Studies of cardiac-specific ERRα and ERRγ knockouts provided evidence for the critical function played by these orphan nuclear receptors in cardiac maturation. A series of cardiac-specific ERR loss-of-function mice were generated, and the results of these studies illuminated the partially redundant roles of ERRα and ERRγ in heart, as well as the importance of the cooperative function of the two nuclear receptors in postnatal energetic, structural, and contractile cardiac maturation.
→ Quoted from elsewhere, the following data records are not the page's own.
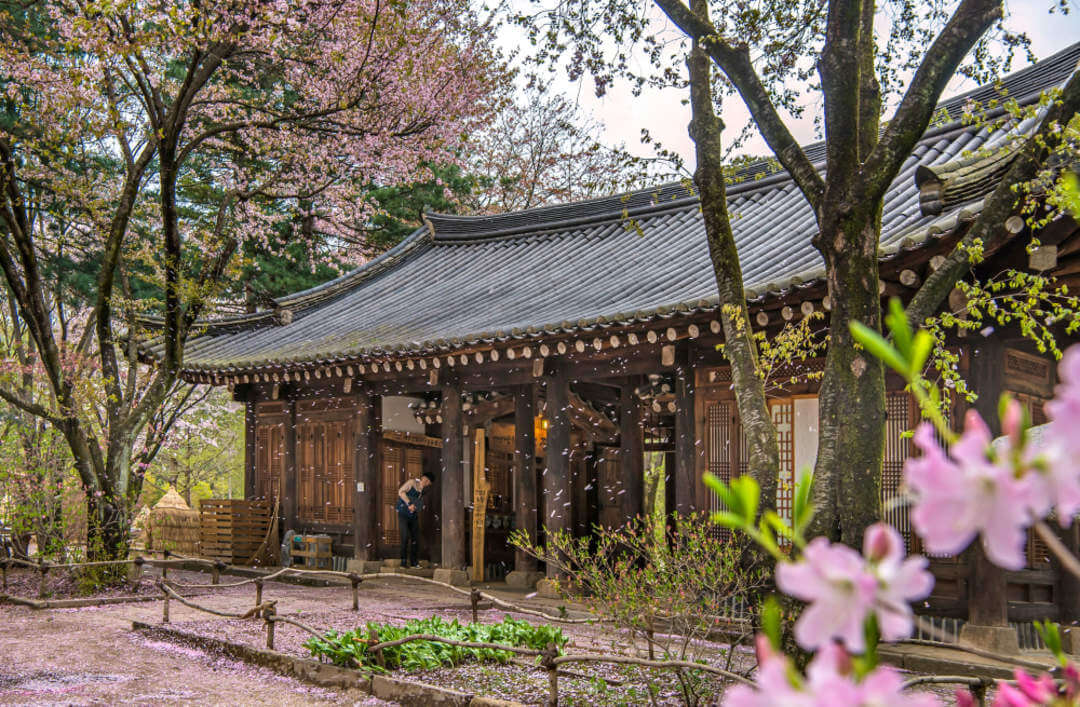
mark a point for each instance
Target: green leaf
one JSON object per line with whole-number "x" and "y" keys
{"x": 1052, "y": 637}
{"x": 728, "y": 519}
{"x": 770, "y": 519}
{"x": 877, "y": 345}
{"x": 771, "y": 617}
{"x": 899, "y": 326}
{"x": 920, "y": 352}
{"x": 748, "y": 492}
{"x": 802, "y": 511}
Whereas cardiac-specific targeting of either ERRα or ERRγ alone does not result in a phenotype at baseline, prenatal ERRα/γ KO achieved with an Nkx2–5-Cre recombinase driver results in a cardiomyopathy with non-compacted ventricles and death right after birth [9, 157]. In order to probe the role of ERRα/γ signaling in cardiac maturation following birth, temporally-controlled postnatal ERRα/γ knockdown (KD) in mouse heart was achieved by injection of AAV9 expressing Cre in a cardiac selective manner into mice with LoxP sites integrated into both the Esrra and Esrrg loci [9]. Postnatal cardiac targeting of ERRα and ERRγ results in a multitude of cardiac immaturity signatures including abnormal mitochondrial morphology, and a broad gene expression pattern indicative of a block in postnatal maturation including reduced expression of a wide array of genes involved in mitochondrial energy metabolism including FAO, adult-type sarcomere gene isoform expression, and increased fetal-type sarcomere gene expression [9, 158]. Specifically, postnatal loss of ERRα/γ leads to decreased expression of Tnni3, Myh6, and Myl2 in addition to a global reduction in genes involved in energy transduction, and increased expression of fetal isoform sarcomeric genes including Tnni1, Myl7, and Myh7 [9, 158]. Whole genome ChIP-seq studies with hiPSC-CMs confirmed that ERRγ directly occupies promoter and enhancer regions of both energy metabolic and adult cardiac-specific sarcomeric and ion channel genes confirming that this broad coordinate regulation is mediated by ERRs. Additionally, ERRs were shown to functionally and physically cooperate with GATA4 in the control of adult-isoform contractile genes such as TNNI3 and MYH7 expression levels in hiPSC-CMs [159].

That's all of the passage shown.